Lecture 12: Working with Dates and Times
DATA 351: Data Management with SQL
This lecture covers working with dates, times, and time zones in PostgreSQL. We explore date/time data types, extraction functions, time zone handling, date math, and interval calculations. We then apply these concepts to real-world datasets: NYC yellow taxi trip data and Amtrak train schedules. Based on Chapter 12 of Practical SQL, 2nd Edition.
Part 1: Setting Up
Before we start manipulating time itself, we need to load some data.
Loading the Chapter Database
Step 1: Create the Database
Open a terminal and create a fresh database for this lecture:
Using psql’s createdb command:
OR
Using Beekeeper Studio by connecting to your localhost server and clicking (+).
OR
Using pgAdmin by connecting to your localhost server and right-clicking on the server -> Create -> Database.
Step 2: Load the Taxi Data
We need to create the NYC taxi trips table and import the CSV. Run the following to create the table:
CREATE TABLE nyc_yellow_taxi_trips (
trip_id bigint GENERATED ALWAYS AS IDENTITY PRIMARY KEY,
vendor_id text NOT NULL,
tpep_pickup_datetime timestamptz NOT NULL,
tpep_dropoff_datetime timestamptz NOT NULL,
passenger_count integer NOT NULL,
trip_distance numeric(8,2) NOT NULL,
pickup_longitude numeric(18,15) NOT NULL,
pickup_latitude numeric(18,15) NOT NULL,
rate_code_id text NOT NULL,
store_and_fwd_flag text NOT NULL,
dropoff_longitude numeric(18,15) NOT NULL,
dropoff_latitude numeric(18,15) NOT NULL,
payment_type text NOT NULL,
fare_amount numeric(9,2) NOT NULL,
extra numeric(9,2) NOT NULL,
mta_tax numeric(5,2) NOT NULL,
tip_amount numeric(9,2) NOT NULL,
tolls_amount numeric(9,2) NOT NULL,
improvement_surcharge numeric(9,2) NOT NULL,
total_amount numeric(9,2) NOT NULL
);Step 3: Import the CSV
Use whichever method you prefer:
Beekeeper Studio or pgAdmin:
Change the path to the CSV file on your computer.
copy nyc_yellow_taxi_trips (vendor_id, tpep_pickup_datetime,
tpep_dropoff_datetime, passenger_count, trip_distance,
pickup_longitude, pickup_latitude, rate_code_id,
store_and_fwd_flag, dropoff_longitude, dropoff_latitude,
payment_type, fare_amount, extra, mta_tax, tip_amount,
tolls_amount, improvement_surcharge, total_amount)
FROM '/path/to/nyc_yellow_taxi_trips.csv'
WITH (FORMAT CSV, HEADER);Beekeeper Studio: Right-click the table, select Import CSV, browse to nyc_yellow_taxi_trips.csv.
Replace /path/to/ with the actual path to your CSV. On macOS, drag the file into the terminal to paste the full path.
Step 4: Create an Index and Verify
Step 5: Set the Time Zone
The taxi data is from New York City, so let’s make sure we are all seeing the same timestamps:
This is a session-level setting.

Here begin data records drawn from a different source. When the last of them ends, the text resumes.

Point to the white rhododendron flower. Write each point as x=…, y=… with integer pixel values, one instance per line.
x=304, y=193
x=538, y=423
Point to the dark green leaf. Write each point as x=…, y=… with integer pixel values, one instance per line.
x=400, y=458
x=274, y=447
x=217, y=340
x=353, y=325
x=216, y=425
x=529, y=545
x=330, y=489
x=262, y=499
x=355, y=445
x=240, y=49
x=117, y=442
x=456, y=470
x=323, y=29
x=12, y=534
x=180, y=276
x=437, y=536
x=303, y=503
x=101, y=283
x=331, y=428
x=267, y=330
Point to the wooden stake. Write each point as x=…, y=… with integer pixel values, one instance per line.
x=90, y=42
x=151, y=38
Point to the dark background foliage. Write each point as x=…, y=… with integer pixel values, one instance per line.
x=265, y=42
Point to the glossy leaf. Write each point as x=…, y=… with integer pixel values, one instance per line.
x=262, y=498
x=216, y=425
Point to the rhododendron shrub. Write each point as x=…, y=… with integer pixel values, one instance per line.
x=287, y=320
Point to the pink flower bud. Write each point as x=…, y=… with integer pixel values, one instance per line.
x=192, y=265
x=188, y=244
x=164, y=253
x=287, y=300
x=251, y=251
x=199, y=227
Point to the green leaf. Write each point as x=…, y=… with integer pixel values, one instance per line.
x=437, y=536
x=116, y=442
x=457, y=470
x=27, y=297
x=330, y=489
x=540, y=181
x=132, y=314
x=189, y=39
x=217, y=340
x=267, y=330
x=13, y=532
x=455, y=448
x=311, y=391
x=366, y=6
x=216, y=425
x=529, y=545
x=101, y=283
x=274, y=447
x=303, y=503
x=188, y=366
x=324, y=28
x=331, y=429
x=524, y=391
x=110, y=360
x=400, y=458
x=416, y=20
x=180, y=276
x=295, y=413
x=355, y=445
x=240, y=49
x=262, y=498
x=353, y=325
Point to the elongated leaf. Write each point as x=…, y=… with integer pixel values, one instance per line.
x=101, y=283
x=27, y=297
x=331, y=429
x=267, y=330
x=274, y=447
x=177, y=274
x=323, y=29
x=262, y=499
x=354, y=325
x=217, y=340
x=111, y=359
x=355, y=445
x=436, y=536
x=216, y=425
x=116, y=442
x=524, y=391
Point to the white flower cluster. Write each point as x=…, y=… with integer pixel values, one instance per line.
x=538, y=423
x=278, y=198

It lasts until you disconnect. Your data on the server is unchanged.
Part 2: Date and Time Data Types
Time to talk about time. (That sentence hurt to write.)
The Four Types
PostgreSQL Date/Time Types
PostgreSQL gives us four data types for temporal data:
| Type | Stores | Example |
|---|---|---|
timestamp with time zone (timestamptz) |
Date + time + time zone | 2022-12-01 18:37:12 EST |
date |
Date only | 2022-12-01 |
time |
Time only | 18:37:12 |
interval |
A duration | 2 days 3 hours |
The first three are datetime types. The fourth, interval, represents a length of time rather than a specific moment.
Which One Should You Use?
Almost always: timestamptz.
A timestamp without a time zone is like an address without a city. Sure, “123 Main Street” means something, but where?
date is fine when you genuinely only care about the calendar date (birthdays, holidays). time alone is almost never useful because a time without a date or zone is meaningless.
And interval? You do not create columns of type interval very often. It shows up as the result of subtracting two timestamps. Think of it as the answer to “how long?” rather than “when?”
Quick Quiz: Pick the Type
What data type would you use for each of these?
- When a customer placed an order (from a global e-commerce site)
- A person’s date of birth
- How long a movie is
- The daily closing time of a store
. . .
Answers:
timestamptz(you need to know where on Earth that order happened)date(nobody was born at 3:47 PM UTC)interval(e.g.,'2 hours 23 minutes')- Trick question.
timeseems right, but without a date, you cannot handle daylight saving changes. In practice, store this as text or use application logic.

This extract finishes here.